Regarding his Konzertmusik for Strings and Brass, op.50, Steven Ledbetter writes:

_The vitality of this Konzertmusik lies in its brilliant scoring and inventive use of rhythm and counterpoint. The brass section is divided into three quartets (one of trumpets, one of horns, and the third of three trombones and tuba), while the strings are laid out in four sections rather than the usual five, with all the violins grouped together, not divided into firsts and seconds. This happens to give prominence to Hindemith's beloved violas, but it also concentrates the weight of the string body (which he asks to be as large as possible) in balance with the brass. The first movement is in two parts: an opening section that combines busy, jumping phrases with a solid melodic statement, and a broader passage that features a strong unison melody in strings punctuated by irregular brass chords. The second movement opens arrestingly with three crisp chords that launch a busy fugue with a theme in the strings; the brass stamp out the three chords to mark each entry of a new voice.
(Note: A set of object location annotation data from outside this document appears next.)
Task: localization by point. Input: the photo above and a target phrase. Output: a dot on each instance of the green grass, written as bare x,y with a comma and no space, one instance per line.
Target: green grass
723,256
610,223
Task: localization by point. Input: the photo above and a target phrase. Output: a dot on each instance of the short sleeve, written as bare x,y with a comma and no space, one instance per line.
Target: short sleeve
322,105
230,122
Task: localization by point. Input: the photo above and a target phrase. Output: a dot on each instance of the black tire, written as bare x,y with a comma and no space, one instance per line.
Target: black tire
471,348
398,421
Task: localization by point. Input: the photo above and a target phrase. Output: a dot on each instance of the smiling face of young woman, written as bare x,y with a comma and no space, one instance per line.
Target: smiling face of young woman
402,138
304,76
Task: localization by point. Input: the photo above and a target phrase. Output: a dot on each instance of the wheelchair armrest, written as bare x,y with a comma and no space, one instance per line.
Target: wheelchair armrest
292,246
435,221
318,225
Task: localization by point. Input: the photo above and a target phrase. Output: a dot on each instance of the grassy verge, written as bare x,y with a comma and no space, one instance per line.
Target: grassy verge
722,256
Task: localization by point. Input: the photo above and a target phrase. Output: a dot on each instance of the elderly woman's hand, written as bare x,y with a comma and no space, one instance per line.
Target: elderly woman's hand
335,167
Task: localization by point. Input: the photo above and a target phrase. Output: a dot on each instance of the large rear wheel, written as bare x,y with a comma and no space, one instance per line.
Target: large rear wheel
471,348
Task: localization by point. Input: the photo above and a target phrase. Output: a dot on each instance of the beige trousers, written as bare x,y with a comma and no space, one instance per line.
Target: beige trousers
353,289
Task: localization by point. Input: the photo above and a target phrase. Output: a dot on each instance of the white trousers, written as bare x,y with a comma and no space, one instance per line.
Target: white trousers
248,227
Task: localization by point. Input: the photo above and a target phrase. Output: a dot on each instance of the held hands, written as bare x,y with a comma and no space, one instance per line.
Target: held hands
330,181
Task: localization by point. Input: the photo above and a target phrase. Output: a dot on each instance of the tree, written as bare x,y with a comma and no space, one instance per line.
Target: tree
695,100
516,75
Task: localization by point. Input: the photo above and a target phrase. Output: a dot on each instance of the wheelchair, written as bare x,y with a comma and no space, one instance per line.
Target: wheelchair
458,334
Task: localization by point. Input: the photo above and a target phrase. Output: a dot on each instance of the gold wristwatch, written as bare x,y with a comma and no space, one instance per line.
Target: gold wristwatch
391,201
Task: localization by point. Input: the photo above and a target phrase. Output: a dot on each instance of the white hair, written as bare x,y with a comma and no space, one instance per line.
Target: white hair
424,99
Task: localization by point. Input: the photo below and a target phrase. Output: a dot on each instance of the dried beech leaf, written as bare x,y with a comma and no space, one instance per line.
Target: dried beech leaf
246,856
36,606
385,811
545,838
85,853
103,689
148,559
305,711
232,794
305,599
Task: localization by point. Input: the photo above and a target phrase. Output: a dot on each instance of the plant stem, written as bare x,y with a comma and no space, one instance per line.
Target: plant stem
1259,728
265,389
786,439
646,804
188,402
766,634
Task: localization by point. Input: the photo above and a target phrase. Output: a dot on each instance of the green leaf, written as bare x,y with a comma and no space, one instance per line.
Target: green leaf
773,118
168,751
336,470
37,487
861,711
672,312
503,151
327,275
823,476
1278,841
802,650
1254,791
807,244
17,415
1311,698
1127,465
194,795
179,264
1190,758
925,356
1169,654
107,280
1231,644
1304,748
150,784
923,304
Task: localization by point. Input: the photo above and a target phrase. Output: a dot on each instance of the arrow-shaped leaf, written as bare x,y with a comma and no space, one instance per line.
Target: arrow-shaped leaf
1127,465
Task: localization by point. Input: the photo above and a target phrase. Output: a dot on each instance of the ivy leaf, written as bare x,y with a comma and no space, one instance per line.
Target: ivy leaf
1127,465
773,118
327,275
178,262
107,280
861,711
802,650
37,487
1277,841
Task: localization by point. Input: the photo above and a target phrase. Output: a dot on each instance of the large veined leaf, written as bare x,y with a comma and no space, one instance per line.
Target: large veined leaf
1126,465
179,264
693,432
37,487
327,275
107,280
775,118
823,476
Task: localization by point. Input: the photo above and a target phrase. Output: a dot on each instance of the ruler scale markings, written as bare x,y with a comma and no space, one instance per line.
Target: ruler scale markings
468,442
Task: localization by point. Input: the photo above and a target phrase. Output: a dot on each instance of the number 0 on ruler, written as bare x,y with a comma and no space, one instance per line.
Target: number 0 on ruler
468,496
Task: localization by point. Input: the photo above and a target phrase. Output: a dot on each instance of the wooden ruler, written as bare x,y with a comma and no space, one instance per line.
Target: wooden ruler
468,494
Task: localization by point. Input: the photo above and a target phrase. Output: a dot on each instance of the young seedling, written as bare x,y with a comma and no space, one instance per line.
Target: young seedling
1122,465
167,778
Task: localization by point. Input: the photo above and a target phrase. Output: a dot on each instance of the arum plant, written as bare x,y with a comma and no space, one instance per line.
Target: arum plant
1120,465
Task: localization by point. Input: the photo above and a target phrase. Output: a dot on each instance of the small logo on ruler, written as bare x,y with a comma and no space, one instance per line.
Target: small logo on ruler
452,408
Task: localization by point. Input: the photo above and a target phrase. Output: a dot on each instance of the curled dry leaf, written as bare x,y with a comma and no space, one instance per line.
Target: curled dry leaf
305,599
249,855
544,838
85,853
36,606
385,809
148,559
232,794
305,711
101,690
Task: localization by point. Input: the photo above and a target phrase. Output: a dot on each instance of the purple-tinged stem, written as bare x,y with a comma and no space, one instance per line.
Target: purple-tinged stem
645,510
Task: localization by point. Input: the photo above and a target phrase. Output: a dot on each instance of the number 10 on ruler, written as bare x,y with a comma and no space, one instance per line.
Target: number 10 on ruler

Following a slow middle section centering on an expressive chromatic melody first stated in violas, the fugue returns, more brilliant than ever._


----------



## eugeneonagain (May 14, 2017)

Counterpoint is a normal part of nearly every musician's education (and certainly those pursuing composition). It forms a part of all music written from before Beethoven to now. 

You can see it everywhere: Mahler, Bruckner (supposedly well-known for contrapuntal writing in his symphonies), Shostakovich. Wherever there is interplay between parts carrying melodic material, you have counterpoint.

There's nothing unusual about this.


----------



## Mandryka (Feb 22, 2013)

Listening today to Brahms op 118 and op 119 played by Andrea Bonatta, I was struck by the polyphony in the music, this is something I hadn't really appreciated before. I like what I hear of Bonatta's Brahms by the way, which is emotionally restrained. He makes a distinctive sound come out of his piano, a sound which seems to suit her approach.


----------



## KenOC (Mar 7, 2011)

Has anybody mentioned the German Requiem? Plenty of good old north German counterpoint there.


----------